= List of submerged places in the Republic of Ireland =

This is a list of submerged places in Ireland. Sometimes, entire villages are submerged under the waters of a reservoir. When the level of waters is low, the structures can emerge and be visible.

== Submerged villages and municipalities ==
A large area of countryside, about 5000 acre, was evacuated to create the Poulaphouca Reservoir in the 1930s and 1940s, including the village of Poulaphouca. 76 houses were also destroyed.

== Submerged landmarks ==
An ancient forest stood in the area between Bray, County Wicklow and Killiney before being submerged by rising sea levels c. 4000 BC. Under the Irish Sea is a "prehistoric palaeolandscape of plains, hills, marshlands and river valleys, in which evidence of human activity is expected to be preserved"; it has been compared to Doggerland in the North Sea.

Lough Nahaltora. County Mayo, contains a submerged forest from c. 2000 BC.

Rosslare Fort was submerged by a storm in 1924–25; a fort had stood on the promontory in Wexford Harbour since the 17th century.

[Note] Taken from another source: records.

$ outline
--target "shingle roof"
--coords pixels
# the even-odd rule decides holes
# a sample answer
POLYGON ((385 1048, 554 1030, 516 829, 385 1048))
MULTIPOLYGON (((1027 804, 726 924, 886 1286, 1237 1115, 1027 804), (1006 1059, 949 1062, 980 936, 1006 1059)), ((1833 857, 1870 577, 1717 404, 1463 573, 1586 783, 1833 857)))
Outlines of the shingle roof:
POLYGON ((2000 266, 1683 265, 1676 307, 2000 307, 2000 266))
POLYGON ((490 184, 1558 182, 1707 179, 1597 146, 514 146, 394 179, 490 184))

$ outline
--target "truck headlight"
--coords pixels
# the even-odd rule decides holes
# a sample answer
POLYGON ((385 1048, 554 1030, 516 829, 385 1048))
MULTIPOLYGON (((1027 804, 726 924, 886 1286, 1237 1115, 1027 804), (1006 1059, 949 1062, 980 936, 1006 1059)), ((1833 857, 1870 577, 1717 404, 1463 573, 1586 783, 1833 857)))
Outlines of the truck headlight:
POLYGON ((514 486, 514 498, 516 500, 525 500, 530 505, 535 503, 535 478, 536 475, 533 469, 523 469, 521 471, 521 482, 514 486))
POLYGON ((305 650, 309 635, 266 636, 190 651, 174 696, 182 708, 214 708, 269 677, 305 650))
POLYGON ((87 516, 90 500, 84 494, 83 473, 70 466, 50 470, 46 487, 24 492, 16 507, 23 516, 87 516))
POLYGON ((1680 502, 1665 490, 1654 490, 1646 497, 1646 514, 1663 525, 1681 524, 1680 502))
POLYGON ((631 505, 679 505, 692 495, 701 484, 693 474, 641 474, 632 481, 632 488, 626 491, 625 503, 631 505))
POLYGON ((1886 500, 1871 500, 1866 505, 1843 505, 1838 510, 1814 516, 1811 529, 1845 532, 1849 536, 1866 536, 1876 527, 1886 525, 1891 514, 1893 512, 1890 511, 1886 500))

Other submerged sites, according to the National Monuments Service, include "landscapes, harbours, jetties, landing places, fish traps, kelp grids, bridge sites, crannogs and tidal mills."

== Moved landmarks ==
- St. Mark's Cross; formerly located in Burgage More, County Wicklow — this was flooded in the creation of Poulaphouca Reservoir and the cross moved to Blessington
- St. Molua's Church, Killaloe: constructed c. AD 1000 on Friar's Island in the River Shannon, to the south of Killaloe town. In 1929–30 the Shannon hydroelectric scheme raised the water level and submerged Friar's Island, and the church was dismantled and brought north to be constructed on its present site in the grounds of Killaloe Cathedral.